TDL 4. Is it there or a misread by ComboFix?

[ss10000]

ComboFix detected TDL4 as long as the second run (the reboot to fix TDL4) was in safe mode. It couldn't finish its second run in nomal mode. But TDSSKiller cannot detect it. Hitman detected MBO.exe trojan, but cannot delete it. I deleted it manually, but another file MBO without .exe came back after reboot.

Somebody asked me to upload master boot file and told me that was normal and combofix misread.

My PC cannot read the volumns of CDs correctly and somebody said the CDs may be culprit.

What do you think?

Thank you in advance.

ss10000

[psw]

Download aswMBR.exe ( 1.8mb ) to your desktop.
 
Double click the aswMBR.exe to run it
 
Click the "Scan" button to start scan
 
 
On completion of the scan click save log, save it to your desktop and post in your next reply

[magna86]

ComboFix detected TDL4 as long as the second run (the reboot to fix TDL4) was in safe mode.

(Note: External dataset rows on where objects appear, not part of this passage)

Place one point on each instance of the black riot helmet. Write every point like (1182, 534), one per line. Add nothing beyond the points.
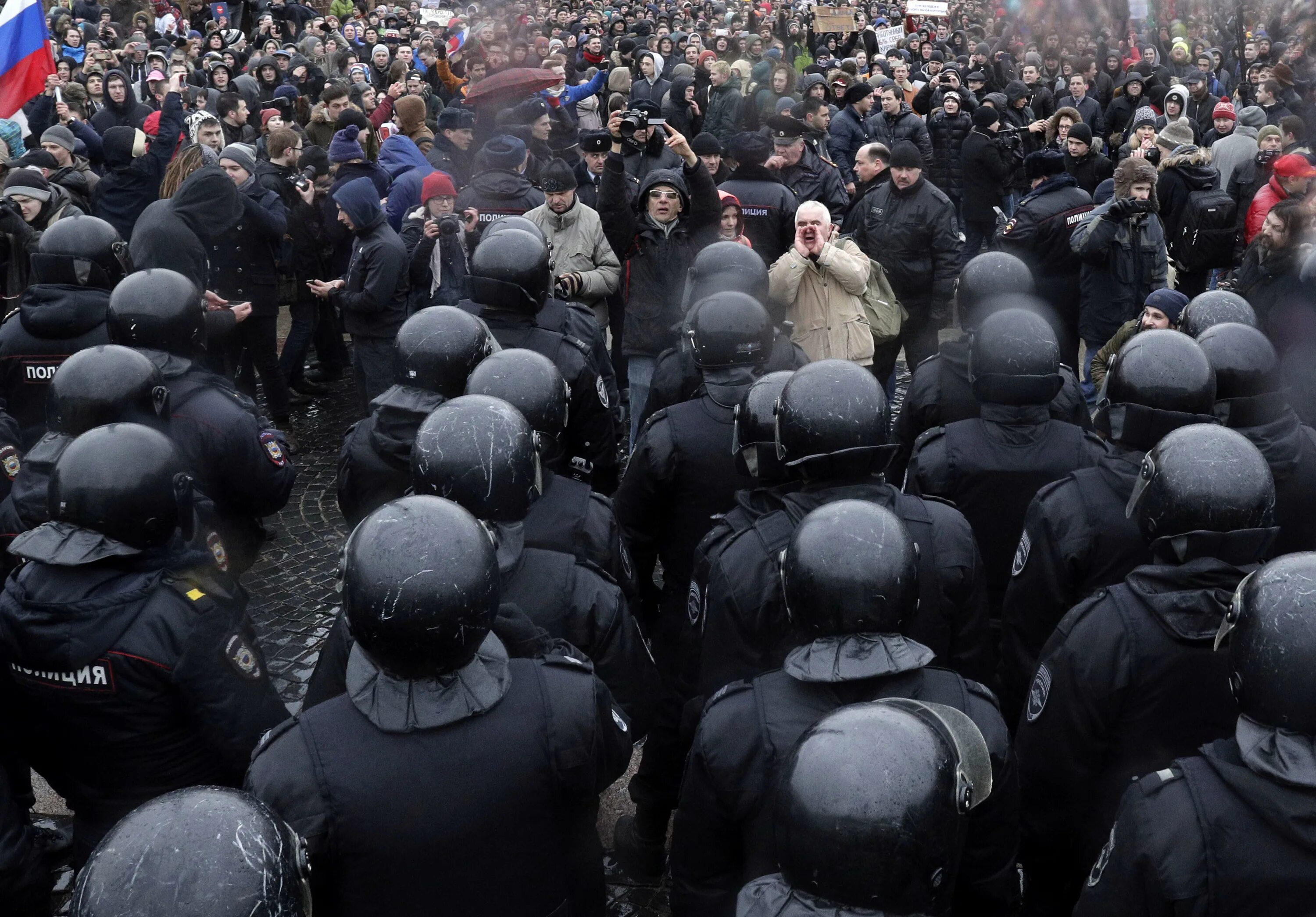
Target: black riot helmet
(124, 480)
(481, 453)
(202, 852)
(1212, 308)
(106, 385)
(1247, 368)
(1272, 628)
(160, 310)
(869, 810)
(437, 349)
(420, 586)
(755, 437)
(851, 567)
(833, 422)
(993, 276)
(83, 252)
(1160, 381)
(726, 266)
(1015, 358)
(1202, 478)
(730, 330)
(531, 383)
(510, 270)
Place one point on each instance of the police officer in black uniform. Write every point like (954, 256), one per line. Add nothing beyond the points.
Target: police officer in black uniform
(719, 268)
(682, 474)
(1212, 308)
(510, 283)
(239, 461)
(766, 204)
(991, 466)
(901, 779)
(851, 588)
(832, 432)
(202, 850)
(77, 264)
(136, 665)
(1077, 536)
(98, 386)
(568, 516)
(940, 391)
(449, 775)
(437, 349)
(1230, 831)
(1130, 682)
(1251, 399)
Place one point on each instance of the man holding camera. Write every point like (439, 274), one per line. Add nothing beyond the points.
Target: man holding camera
(585, 268)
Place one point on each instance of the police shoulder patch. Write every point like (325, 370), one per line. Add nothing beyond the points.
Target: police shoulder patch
(1039, 694)
(1026, 545)
(10, 462)
(273, 451)
(243, 657)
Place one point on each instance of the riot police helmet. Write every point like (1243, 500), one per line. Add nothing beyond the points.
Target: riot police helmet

Why did you ran Combofix? Have you read the warnings that Combofix was pop-up?
You should not run ComboFix unless you are specifically asked to by a helper.


> Please read this topic:
http://www.bleepingcomputer.com/forums/topic273628.html
also read:
http://www.bleepingcomputer.com/combofix/how-to-use-combofix



> then attach here logs:
C:\ComboFix.txt
C:\Qoobox\ComboFix-quarantined-files.txt


> also run aswMBR tool as instructed above.

[ss10000]

Thank you very much. I was out of town over the weekend. I will follow your instructions and reply with log files. Thank you again.

ss10000

[ump001]

nothing is clearing up this.here is my log file.

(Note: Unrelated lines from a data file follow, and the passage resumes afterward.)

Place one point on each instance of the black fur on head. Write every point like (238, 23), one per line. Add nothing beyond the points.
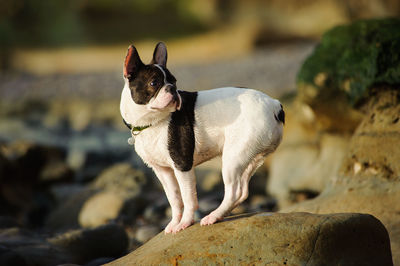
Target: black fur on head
(145, 81)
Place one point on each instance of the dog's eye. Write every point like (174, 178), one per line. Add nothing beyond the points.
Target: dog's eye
(154, 83)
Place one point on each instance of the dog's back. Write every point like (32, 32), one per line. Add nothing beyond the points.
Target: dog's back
(236, 117)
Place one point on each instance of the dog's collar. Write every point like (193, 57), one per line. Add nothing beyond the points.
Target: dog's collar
(135, 130)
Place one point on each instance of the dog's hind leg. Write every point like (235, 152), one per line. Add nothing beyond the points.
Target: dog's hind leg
(171, 188)
(187, 185)
(232, 170)
(246, 176)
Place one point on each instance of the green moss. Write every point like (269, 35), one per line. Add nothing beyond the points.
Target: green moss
(355, 57)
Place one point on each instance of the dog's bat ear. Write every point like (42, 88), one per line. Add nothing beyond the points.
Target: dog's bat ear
(132, 62)
(160, 55)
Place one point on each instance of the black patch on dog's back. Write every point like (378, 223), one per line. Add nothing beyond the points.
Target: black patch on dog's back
(281, 116)
(181, 132)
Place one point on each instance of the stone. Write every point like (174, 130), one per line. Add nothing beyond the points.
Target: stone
(118, 189)
(144, 233)
(100, 209)
(85, 245)
(121, 178)
(72, 205)
(306, 160)
(369, 177)
(349, 61)
(267, 238)
(21, 247)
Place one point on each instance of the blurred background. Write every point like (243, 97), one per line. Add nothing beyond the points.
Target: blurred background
(64, 158)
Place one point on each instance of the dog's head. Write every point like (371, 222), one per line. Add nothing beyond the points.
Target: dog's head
(152, 85)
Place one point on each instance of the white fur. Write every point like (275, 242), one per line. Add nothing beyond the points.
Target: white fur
(237, 124)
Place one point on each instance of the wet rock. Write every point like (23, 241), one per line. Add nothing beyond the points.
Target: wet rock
(87, 244)
(346, 239)
(100, 209)
(144, 233)
(121, 178)
(119, 187)
(21, 247)
(369, 177)
(59, 221)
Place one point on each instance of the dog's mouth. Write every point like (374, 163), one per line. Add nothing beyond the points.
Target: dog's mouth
(167, 101)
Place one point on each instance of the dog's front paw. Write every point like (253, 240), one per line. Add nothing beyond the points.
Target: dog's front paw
(181, 226)
(210, 219)
(170, 227)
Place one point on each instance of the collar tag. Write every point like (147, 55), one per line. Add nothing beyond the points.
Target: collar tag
(134, 132)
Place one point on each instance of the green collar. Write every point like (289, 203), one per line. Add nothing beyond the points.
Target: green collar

aswMBR version 0.9.7.777 Copyright(c) 2011 AVAST Software
Run date: 2011-07-19 13:02:48
-----------------------------
13:02:48.781    OS Version: Windows 5.1.2600 Service Pack 2
13:02:48.781    Number of processors: 1 586 0x2F00
13:02:48.781    ComputerName: YOUR-55E5F9E3D2  UserName:
13:02:49.625    Initialize success
13:02:49.734    AVAST engine defs: 11070401
13:02:53.218    Disk 0 (boot) \Device\Harddisk0\DR0 -> \Device\Ide\IdeDeviceP2T0L0-7
13:02:53.218    Disk 0 Vendor: ST3250823AS 3.03 Size: 238475MB BusType: 3
13:02:53.234    Disk 0 MBR read successfully
13:02:53.234    Disk 0 MBR scan
13:02:53.234    Disk 0 unknown MBR code
13:02:53.250    Disk 0 scanning sectors +488376000
13:02:53.328    Disk 0 scanning C:\WINDOWS\system32\drivers
13:02:59.671    Service scanning
13:03:00.859    Disk 0 trace - called modules:
13:03:00.859    ntkrnlpa.exe CLASSPNP.SYS disk.sys ACPI.sys hal.dll atapi.sys pciide.sys PCIIDEX.SYS
13:03:00.859    1 nt!IofCallDriver -> \Device\Harddisk0\DR0[0x84bc8440]
13:03:00.859    3 CLASSPNP.SYS[f751105b] -> nt!IofCallDriver -> \Device\0000005d[0x84b74f18]
13:03:00.859    5 ACPI.sys[f73a7620] -> nt!IofCallDriver -> \Device\Ide\IdeDeviceP2T0L0-7[0x84b2ad98]
13:03:01.468    AVAST engine scan C:\WINDOWS
13:03:11.750    AVAST engine scan C:\WINDOWS\system32
13:04:27.515    AVAST engine scan C:\WINDOWS\system32\drivers
13:04:36.687    AVAST engine scan C:\Documents and Settings\HP_Administrator.YOUR-55E5F9E3D2.001
13:05:25.640    AVAST engine scan C:\Documents and Settings\All Users
13:06:47.812    Scan finished successfully
13:06:57.343    Disk 0 MBR has been saved successfully to "C:\Documents and Settings\HP_Administrator.YOUR-55E5F9E3D2.001\Desktop\MBR.dat"
13:06:57.343    The log file has been saved successfully to "C:\Documents and Settings\HP_Administrator.YOUR-55E5F9E3D2.001\Desktop\aswMBR.txt"

[com155]

@psw
First aswmbr is only meant for mbr rootkits and not for tdl4 do not throw tools when u dont know their use pls.
@ss10000
try removing the tdl4 rootkit via kaspersky tdss killer.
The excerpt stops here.